2. O exercício de uma actividade política contém-se – ou, pelo menos, deveria conter-se – num ou em alguns momentos de natureza transitória em que alguém decide dar o melhor de si à causa pública. Ser deputado não é uma profissão. Não se “é” deputado. “Está-se” deputado. Sei que há quem se mantenha no exercício dessas funções por várias décadas, mas não partilho nem dessa vontade nem desse entendimento. Acho, aliás, que se devia ponderar o estabelecimento de uma obrigação mínima de renovação de listas, uma espécie de limitação de mandatos que garanta a coexistência nas listas de novos deputados e de deputados mais experientes. Isto dito, não é difícil perceber que se queremos um parlamento que não se componha exclusivamente de funcionários dos partidos ou de funcionários públicos, e que inclua também profissionais liberais – e aqui não me refiro só aos advogados, já “sobre-representados” no hemiciclo, – teremos de garantir que, de duas uma: ou findo o mandato asseguramos que têm condições de prosseguir a respectiva carreira profissional nas mesmas condições em que antes a abandonaram (o que para um profissional liberal responsável por assegurar e manter o seu próprio negócio, qualquer que ele seja, é virtualmente impossível), ou permitimos que a mantenham no decurso do mandato. Mas este é apenas o lado mais “visível” da questão.

 
3. A principal razão por que não defendo a exclusividade do exercício do mandato prende-se com a necessidade de assegurar a independência dos deputados em relação aos partidos e às máquinas partidárias. No dia em que já não for possível a um deputado exercer ou ter condições para voltar a exercer a sua profissão ele vai passar a depender, em exclusivo, da política e dos cargos políticos. A sua carreira passará a ser, justamente, aquilo a que comummente se designa por “carreira política”. Daí em diante, com muito maior probabilidade, as opiniões que expressa e as posições que assume estarão inquinadas à partida pela necessidade imperiosa de agradar aos poderes conjunturais para lograr garantir um lugar no final do mandato.
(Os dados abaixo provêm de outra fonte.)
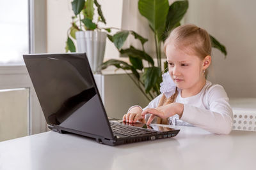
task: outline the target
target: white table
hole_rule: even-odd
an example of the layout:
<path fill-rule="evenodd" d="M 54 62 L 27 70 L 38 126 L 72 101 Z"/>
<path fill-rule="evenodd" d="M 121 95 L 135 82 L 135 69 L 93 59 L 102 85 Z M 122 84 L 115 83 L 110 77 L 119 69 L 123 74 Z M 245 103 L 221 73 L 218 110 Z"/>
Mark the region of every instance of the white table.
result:
<path fill-rule="evenodd" d="M 3 141 L 0 169 L 255 169 L 255 132 L 176 128 L 175 138 L 117 146 L 55 132 Z"/>

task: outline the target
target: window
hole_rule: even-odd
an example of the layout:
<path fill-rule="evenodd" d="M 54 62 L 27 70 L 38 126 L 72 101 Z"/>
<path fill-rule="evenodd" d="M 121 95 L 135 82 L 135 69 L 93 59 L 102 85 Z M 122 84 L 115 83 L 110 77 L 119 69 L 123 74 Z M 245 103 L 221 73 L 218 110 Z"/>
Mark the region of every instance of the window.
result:
<path fill-rule="evenodd" d="M 0 1 L 0 66 L 23 65 L 29 52 L 28 1 Z"/>

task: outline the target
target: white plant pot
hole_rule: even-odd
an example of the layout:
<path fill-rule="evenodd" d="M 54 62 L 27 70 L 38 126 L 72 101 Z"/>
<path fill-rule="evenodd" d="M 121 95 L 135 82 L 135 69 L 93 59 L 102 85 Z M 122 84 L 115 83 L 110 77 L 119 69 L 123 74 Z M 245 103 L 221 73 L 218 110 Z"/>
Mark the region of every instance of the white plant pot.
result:
<path fill-rule="evenodd" d="M 93 73 L 100 73 L 103 63 L 107 33 L 97 31 L 77 31 L 77 52 L 86 52 Z"/>

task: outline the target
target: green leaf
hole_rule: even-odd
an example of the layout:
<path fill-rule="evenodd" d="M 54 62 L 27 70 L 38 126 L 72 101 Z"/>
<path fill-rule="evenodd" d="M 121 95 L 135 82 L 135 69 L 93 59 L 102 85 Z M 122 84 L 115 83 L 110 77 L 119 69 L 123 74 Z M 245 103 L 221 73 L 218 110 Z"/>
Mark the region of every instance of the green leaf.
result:
<path fill-rule="evenodd" d="M 67 50 L 68 49 L 70 52 L 76 52 L 75 45 L 74 44 L 73 41 L 72 41 L 72 39 L 68 36 L 66 43 L 66 52 L 67 52 Z"/>
<path fill-rule="evenodd" d="M 142 70 L 143 69 L 143 64 L 142 60 L 138 57 L 134 57 L 132 55 L 129 56 L 129 59 L 135 69 Z"/>
<path fill-rule="evenodd" d="M 131 55 L 133 57 L 145 60 L 149 62 L 152 66 L 154 66 L 154 60 L 148 54 L 143 51 L 134 48 L 134 47 L 133 47 L 132 46 L 131 46 L 129 48 L 121 50 L 120 52 L 122 54 L 126 54 L 128 56 Z"/>
<path fill-rule="evenodd" d="M 142 45 L 144 45 L 145 43 L 146 43 L 148 39 L 145 38 L 143 38 L 141 35 L 140 35 L 139 34 L 133 31 L 131 31 L 131 32 L 132 34 L 132 35 L 133 35 L 134 36 L 135 39 L 138 39 L 140 42 L 141 43 Z"/>
<path fill-rule="evenodd" d="M 97 27 L 95 24 L 94 24 L 92 20 L 89 18 L 84 18 L 81 20 L 84 25 L 86 27 L 86 30 L 95 30 Z"/>
<path fill-rule="evenodd" d="M 104 23 L 104 24 L 106 24 L 106 20 L 105 18 L 103 17 L 103 13 L 102 13 L 102 11 L 101 10 L 101 7 L 100 5 L 98 3 L 98 2 L 97 1 L 97 0 L 94 0 L 94 3 L 95 4 L 98 10 L 98 14 L 99 15 L 100 17 L 101 18 L 101 21 Z"/>
<path fill-rule="evenodd" d="M 128 31 L 121 31 L 117 32 L 115 35 L 113 36 L 113 41 L 115 46 L 120 50 L 123 46 L 124 42 L 127 38 L 129 35 Z"/>
<path fill-rule="evenodd" d="M 93 8 L 93 0 L 86 0 L 85 3 L 86 6 L 86 13 L 87 17 L 90 19 L 93 19 L 93 14 L 94 14 L 94 8 Z"/>
<path fill-rule="evenodd" d="M 187 12 L 188 8 L 188 1 L 175 1 L 170 6 L 165 23 L 166 32 L 168 33 L 179 24 Z"/>
<path fill-rule="evenodd" d="M 103 28 L 103 29 L 105 29 L 106 31 L 107 31 L 108 32 L 111 32 L 111 29 L 110 28 Z"/>
<path fill-rule="evenodd" d="M 213 48 L 216 48 L 217 49 L 218 49 L 220 51 L 221 51 L 225 56 L 227 56 L 227 51 L 226 51 L 226 48 L 225 47 L 225 46 L 222 44 L 221 44 L 219 41 L 218 41 L 217 39 L 216 39 L 213 36 L 212 36 L 211 35 L 210 35 L 210 38 L 211 38 L 211 41 L 212 43 L 212 46 Z"/>
<path fill-rule="evenodd" d="M 77 15 L 84 6 L 84 0 L 74 0 L 71 4 L 74 13 Z"/>
<path fill-rule="evenodd" d="M 167 68 L 168 68 L 168 62 L 166 61 L 164 62 L 164 73 L 166 73 L 168 71 L 168 69 Z"/>
<path fill-rule="evenodd" d="M 122 69 L 124 70 L 131 70 L 132 72 L 132 74 L 137 79 L 140 79 L 140 74 L 132 66 L 129 65 L 127 62 L 122 60 L 115 60 L 115 59 L 110 59 L 104 62 L 101 64 L 100 67 L 102 69 L 104 69 L 107 68 L 108 66 L 114 66 L 118 69 Z"/>
<path fill-rule="evenodd" d="M 113 36 L 108 34 L 107 35 L 108 39 L 110 40 L 110 41 L 111 41 L 113 43 Z"/>
<path fill-rule="evenodd" d="M 146 93 L 154 87 L 161 78 L 161 69 L 158 67 L 150 67 L 144 68 L 143 80 L 145 84 Z"/>
<path fill-rule="evenodd" d="M 148 19 L 155 32 L 164 25 L 169 8 L 168 0 L 140 0 L 138 8 L 140 14 Z"/>
<path fill-rule="evenodd" d="M 77 29 L 76 27 L 72 27 L 70 29 L 70 36 L 72 38 L 73 38 L 74 39 L 76 39 L 76 32 L 77 32 L 78 31 L 78 29 Z"/>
Deixa de poder dar-se ao luxo de ficar fora das listas. Deixa de poder mandar a política e o partido às malvas. Deixa de poder dar um murro na mesa, de bater com a porta e de dizer: para isso não contam comigo! Terá de estar sempre disponível. Para tudo. Passa a ser, quer queira, quer não queira, um funcionário do partido, ao serviço do partido. E se já disso nos queixámos hoje, disso no queixaríamos muito mais. Compreendo os argumentos de quem defende a exclusividade. Porém, tudo ponderado, estou convicta que, com a consagração legal da exclusividade, ganharia o moralismo à custa da qualidade da democracia. É que se hoje são já poucas as vozes dissonantes nos partidos, com a consagração da exclusividade seriam, seguramente, menos ainda. Se são já hoje muito poucos ou deputados que pontualmente divergem das direcções dos partidos, seriam então pouquíssimos ou quase nenhuns.

 
Se queremos liberdade temos de assegurar as condições de exercício dessa liberdade. De resto, esse cuidado revela-se já na forma como está desenhado o estatuto dos titulares de outros órgãos de soberania. Com efeito, justamente para garantir a liberdade de tomada de decisão os juízes, uma vez investidos, são inamovíveis.
Isto dito, de duas, uma: ou assumidos que queremos “políticos de carreira” – e isso pode ser uma escolha criticável, mas é uma escolha legítima -, ou assumimos que não podemos impor a exclusividade aos deputados. O que não podemos ter é sol na eira e chuva no nabal.